The present study investigated the phenotypical, physiological and biochemical changes of rice plants exposed to high selenium (Se) concentrations to gain an insight into Se-induced phytotoxicity. Results showed that exposure of rice plants to excessive Se resulted in growth retardation and biomass reduction in connection with the decreased levels of chlorophyll, carotenoids and soluble proteins. The reduced water status and an associated increase in sugar and proline levels indicated Se-induced osmotic stress in rice plants. Measurements of Se contents in roots, leaf sheaths and leaves revealed that Se was highly accumulated in leaves followed by leaf sheaths and roots. Se also potentiated its toxicity by impairing oxidative metabolism, as evidenced by enhanced accumulation of hydrogen peroxide, superoxide and lipid peroxidation product. Se toxicity also displayed a desynchronized antioxidant system by elevating the level of glutathione and the activities of superoxide dismutase, glutathione-S-transferase and glutathione peroxidase, whereas decreasing the level of ascorbic acid and the activities of catalase, glutathione reductase and dehydroascorbate reductase.
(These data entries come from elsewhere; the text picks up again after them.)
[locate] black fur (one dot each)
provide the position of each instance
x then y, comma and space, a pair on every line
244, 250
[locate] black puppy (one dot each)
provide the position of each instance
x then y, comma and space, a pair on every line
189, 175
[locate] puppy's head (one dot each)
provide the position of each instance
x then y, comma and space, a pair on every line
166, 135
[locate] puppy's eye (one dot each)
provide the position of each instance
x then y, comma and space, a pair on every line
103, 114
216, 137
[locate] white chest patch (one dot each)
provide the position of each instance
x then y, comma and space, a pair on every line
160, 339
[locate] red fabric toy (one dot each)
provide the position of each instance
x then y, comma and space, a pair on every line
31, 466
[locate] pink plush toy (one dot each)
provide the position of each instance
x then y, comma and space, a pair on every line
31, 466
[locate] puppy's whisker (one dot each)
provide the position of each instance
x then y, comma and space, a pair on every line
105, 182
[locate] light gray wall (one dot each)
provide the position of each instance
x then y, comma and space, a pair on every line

Furthermore, Se triggered methylglyoxal toxicity by inhibiting the activities of glyoxalases I and II, particularly at higher concentrations of Se. Collectively, our results suggest that excessive Se caused phytotoxic effects on rice plants by inducing chlorosis, reducing sugar, protein and antioxidant contents, and exacerbating oxidative stress and methylglyoxal toxicity. Accumulation levels of Se, proline and glutathione could be considered as efficient biomarkers to indicate degrees of Se-induced phytotoxicity in rice, and perhaps in other crops. •Se-induced phytotoxicity was investigated on hydroponically grown rice plants.•Se was highly accumulated in leaves followed by leaf sheaths and roots.•Se-phytotoxicity in rice attributed to Se-induced reduction of growth and biomass.•Se-induced oxidative stress linked to impaired ROS- and MG-detoxification systems.•Pro and GSH could be used as biomarkers for detecting Se toxicity in rice.